À cette échelle, l'évolution de l'utilisation des terres a de nombreuses implications sociales, qui ne sont pas toutes positives. Les premières plantations forestières dans cette zone ont rencontré une forte opposition de la part des agriculteurs et des autorités locales qui s'inquiétaient de leurs effets possibles du point de vue de la dépopulation rurale, de l'affaiblissement de la viabilité des communautés locales et de la perte de services ruraux (Cocklin et Wall, 1996). La répartition de la force de travail forestière favorise d'ordinaire les communes, parfois au détriment des communautés agricoles et rurales des vallées. Les gains nets en termes de revenu et d'emploi peuvent ne pas être équitablement répartis.
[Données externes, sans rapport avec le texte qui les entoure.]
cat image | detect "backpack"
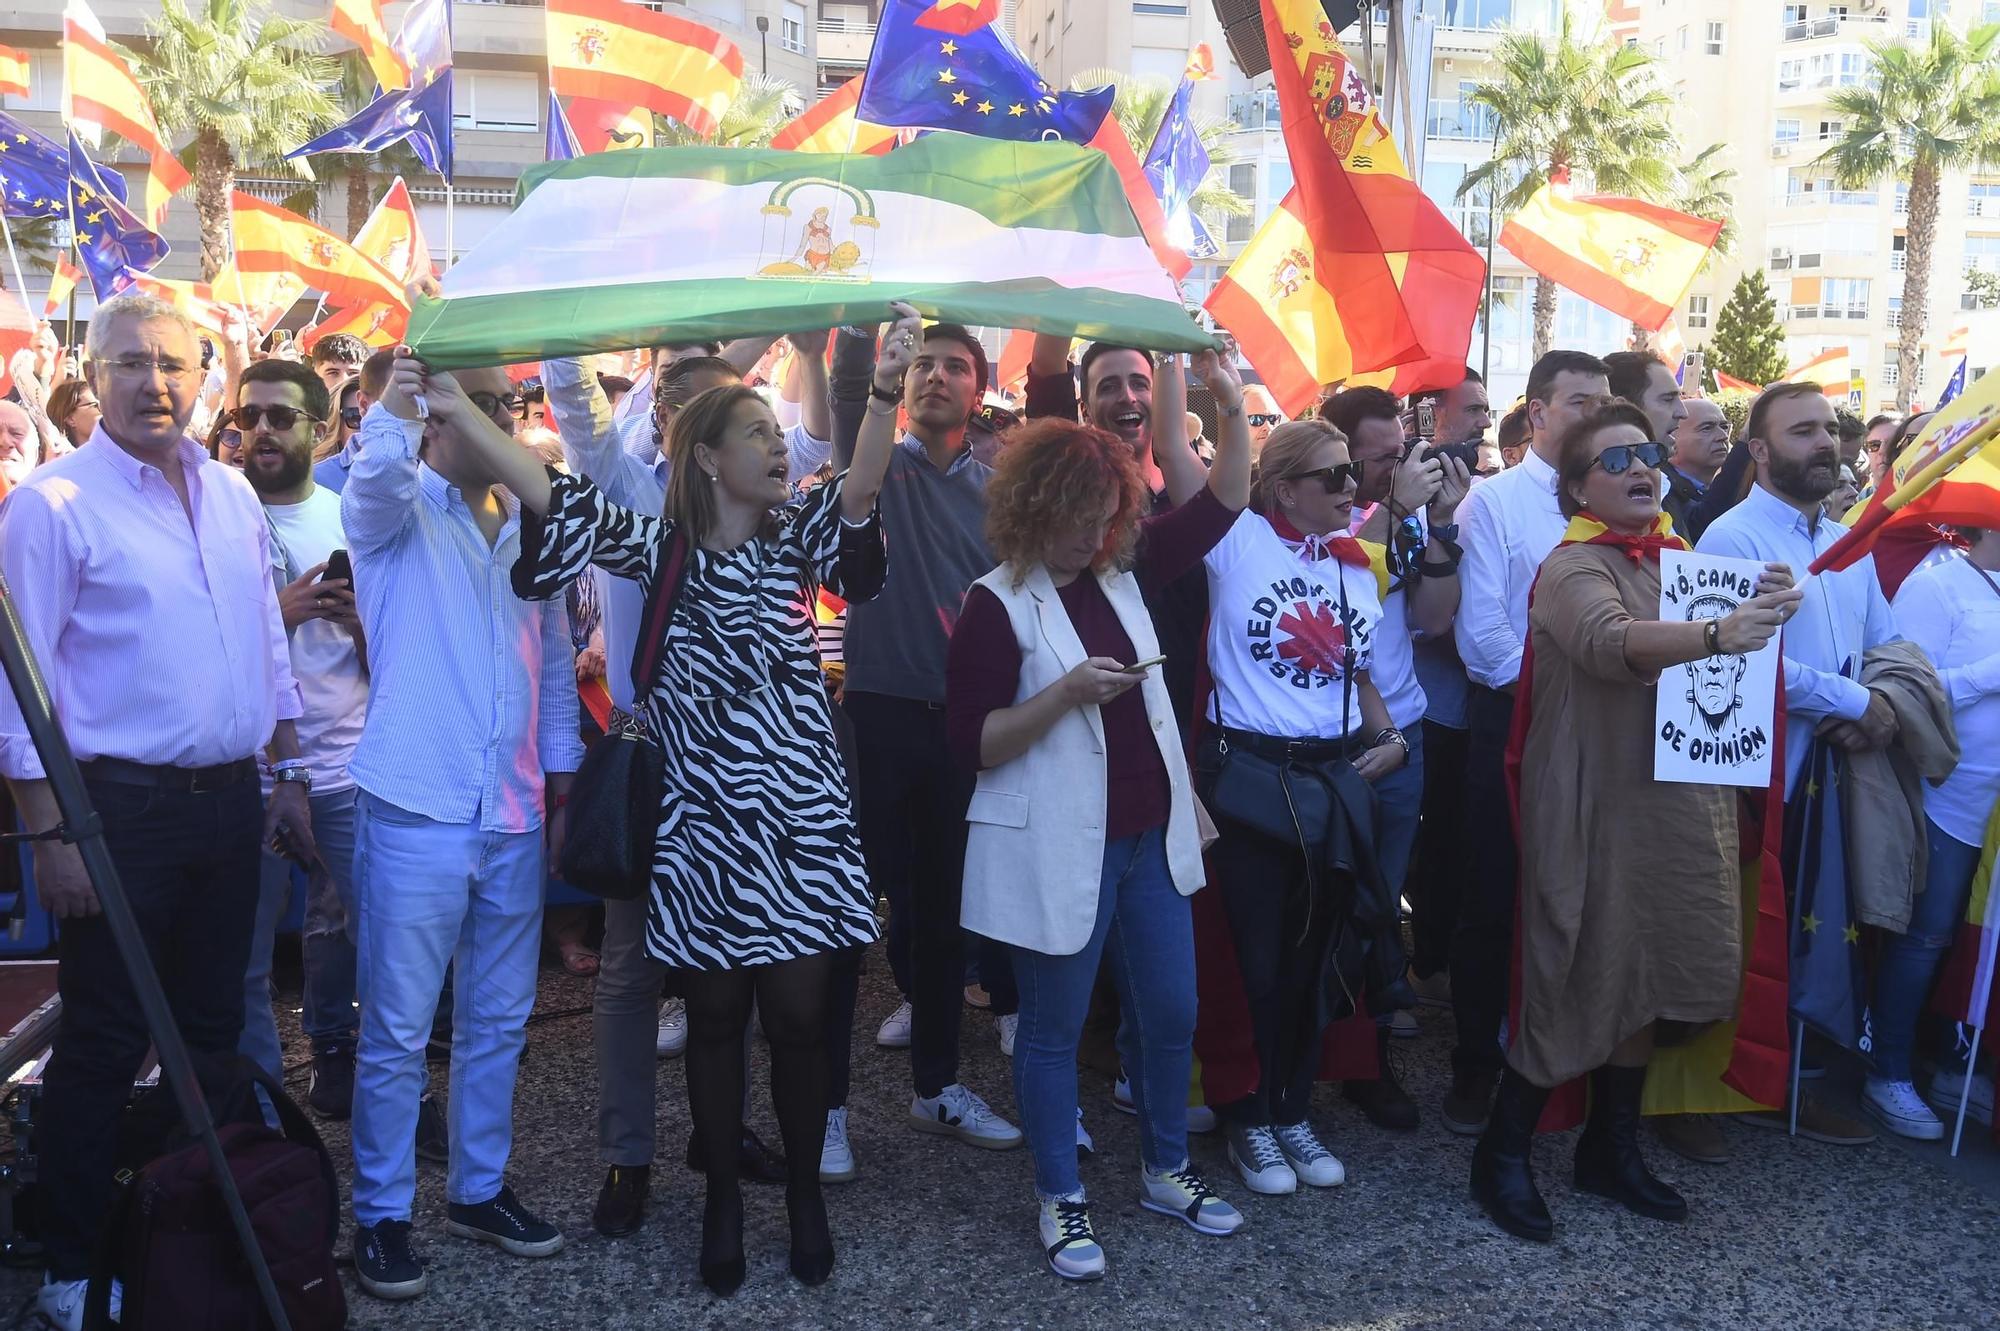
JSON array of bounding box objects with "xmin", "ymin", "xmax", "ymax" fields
[{"xmin": 85, "ymin": 1055, "xmax": 347, "ymax": 1331}]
Dans la plupart des cas, toutefois, l'élevage n'était plus viable à long terme, et un changement s'imposait. La modification du paysage s'est aussi accompagnée d'une évolution dans l'attitude des populations locales à l'égard de la foresterie, avec aujourd'hui une meilleure reconnaissance de ses bienfaits à longue échéance en termes de développement économique régional, d'emploi et de conservation du sol (Cocklin et Wall, 1996).

Une planification à long terme est nécessaire afin que les bienfaits économiques de l'approvisionnement en bois soient capturés localement (Aldwell, 1982; King, Krause et Butcher, 1997). Les contraintes énergétiques, la pénurie de main-d'oeuvre qualifiée, l'éloignement des ports et une infrastructure peu développée (avec notamment des routes sans revêtement étanche, nécessitant des travaux de réfection) constituent aujourd'hui des enjeux importants pour le gouvernement et les communautés. Il est certainement positif que cette focalisation ait remplacé les préoccupations antérieures concernant l'avenir de la terre, et des activités et des moyens d'existence qui en dépendent.